County in California looking to ban McDonald's Happy Meal toys

Posted on Tue Apr 27 2010


Leave it to the crunchy granola types in California to rain on the Happy Meal parade. County officials in Silicon Valley want to outlaw toys from the famous (or infamous, depending on your perspective) McDonald's kids meals. That way, children won't want them as much, and they won't be as fat. Or so the thinking goes. Santa Clara County is proposing a ban on toys in any restaurant meal with more than 485 calories, more than 600 milligrams of salt or high sugar or fat content, according to the Los Angeles Times. If the proposal passes, it won't affect much—there are only about a dozen fast-food restaurants within the county's jurisdiction. But its broader implications, and its first-of-a-kind status, have the California Restaurant Association and others in a tizzy about government interference in action-figure and mini-stuffed-animal distribution. For Hollywood studios, it would be disastrous if they couldn't link their Ice Ages, Shreks and Alvin and the Chipmunks with the caloric, pint-sized meals. Even though Disney got out of that business when it didn't renew its long-term McDonald's deal, other movie makers rushed to fill the void, keeping the McD's calendar packed with entertainment promotions. We'll keep an eye on the situation, so check back for the vote.

—Posted by T.L. Stanley

French car-rental company pokes fun at Sarkozy's height in ad

Posted on Tue Apr 27 2010


Just as Twitter-fueled extramarital rumors about France's first couple have died down comes a new assault on the country's height-challenged leader, Nicolas Sarkozy. Sixt, one of Europe's largest car-rental companies, is running an ad (shown here) urging consumers to rent a small Citroen C3 hatchback, with the tagline: "Be like Madame Bruni, take a small French model." The photogenic couple—former model Carla Bruni is 5 inches taller than her husband and prefers flats to his heels—have been featured before in ads and have sued over the unauthorized use of their images.

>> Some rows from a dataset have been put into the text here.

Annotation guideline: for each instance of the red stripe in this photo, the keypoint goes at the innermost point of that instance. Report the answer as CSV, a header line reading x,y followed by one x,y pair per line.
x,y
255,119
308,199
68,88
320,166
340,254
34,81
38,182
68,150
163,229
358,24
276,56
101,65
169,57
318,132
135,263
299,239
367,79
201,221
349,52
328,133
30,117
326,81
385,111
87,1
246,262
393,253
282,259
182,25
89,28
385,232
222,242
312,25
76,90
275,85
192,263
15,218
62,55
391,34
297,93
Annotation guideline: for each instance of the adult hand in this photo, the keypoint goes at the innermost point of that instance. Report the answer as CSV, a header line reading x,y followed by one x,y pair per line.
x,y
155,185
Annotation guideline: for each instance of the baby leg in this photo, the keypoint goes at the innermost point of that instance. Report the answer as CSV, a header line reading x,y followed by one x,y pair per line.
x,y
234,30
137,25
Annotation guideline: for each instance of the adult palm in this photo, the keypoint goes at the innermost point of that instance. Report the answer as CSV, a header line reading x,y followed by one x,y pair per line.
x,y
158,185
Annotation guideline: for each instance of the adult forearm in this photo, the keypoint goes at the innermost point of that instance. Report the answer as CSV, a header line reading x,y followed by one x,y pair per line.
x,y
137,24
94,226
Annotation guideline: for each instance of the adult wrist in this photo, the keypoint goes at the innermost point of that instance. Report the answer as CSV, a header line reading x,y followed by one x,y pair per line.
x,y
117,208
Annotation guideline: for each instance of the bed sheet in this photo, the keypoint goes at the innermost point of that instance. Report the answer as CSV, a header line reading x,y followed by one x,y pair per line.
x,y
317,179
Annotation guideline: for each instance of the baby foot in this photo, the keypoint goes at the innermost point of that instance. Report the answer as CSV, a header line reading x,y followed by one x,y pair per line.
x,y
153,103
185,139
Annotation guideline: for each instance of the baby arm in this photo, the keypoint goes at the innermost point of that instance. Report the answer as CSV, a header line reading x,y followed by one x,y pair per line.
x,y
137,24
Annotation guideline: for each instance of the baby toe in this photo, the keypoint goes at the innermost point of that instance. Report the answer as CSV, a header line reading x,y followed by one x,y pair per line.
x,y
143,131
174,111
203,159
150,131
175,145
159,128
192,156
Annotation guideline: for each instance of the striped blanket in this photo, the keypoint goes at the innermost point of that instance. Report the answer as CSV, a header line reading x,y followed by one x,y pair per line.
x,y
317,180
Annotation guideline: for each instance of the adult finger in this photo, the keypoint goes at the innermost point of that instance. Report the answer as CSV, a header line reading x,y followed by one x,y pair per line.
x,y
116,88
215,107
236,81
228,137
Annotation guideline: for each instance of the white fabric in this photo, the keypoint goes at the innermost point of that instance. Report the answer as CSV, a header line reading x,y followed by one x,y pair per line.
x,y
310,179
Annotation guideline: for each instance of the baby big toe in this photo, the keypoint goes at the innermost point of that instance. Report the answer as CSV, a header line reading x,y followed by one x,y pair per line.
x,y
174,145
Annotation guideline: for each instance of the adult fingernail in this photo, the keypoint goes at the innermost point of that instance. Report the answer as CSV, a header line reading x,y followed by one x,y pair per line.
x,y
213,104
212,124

Not that the French president hasn't drawn attention for his own fast-and-loose portrayal of truth in (political) advertising: He's known to use a foot stool behind speech podiums, and last year he was accused of positioning short people around him as he visited an auto-parts factory in Normandy.

—Posted by Noreen O'Leary

Light shows on landmarks promote History series about America

Posted on Tue Apr 27 2010


Most anybody can buy outdoor ads to hype an upcoming TV show, but History (formerly known as The History Channel) kicked it up a notch with iconic images from America: The Story of Us projected onto landmark buildings. (Having a banking behemoth sponsor the ambitious series probably wasn't a bad idea.) The promotions—technically, they're light shows from a company called Artlumiere—happened for seven straight days last week and bathed the Beverly Wilshire hotel in Los Angeles, Union Station in Washington, D.C., and Grand Central Terminal in New York in multistory images of the Statue of Liberty, the Old West, the Nina, the Pinta and that other ship. The birth-of-a-nation series, which launched Sunday night, has had considerable on- and off-air weight thrown behind it from History and sponsor Bank of America, which produced its own two-minute "story of us" mini-documentaries. Those will air throughout the 12-part series. Our brother blog, The Live Feed, has reported that the initial broadcast broke History ratings records with 5.7 million viewers, making it the network's most-watched special of all time.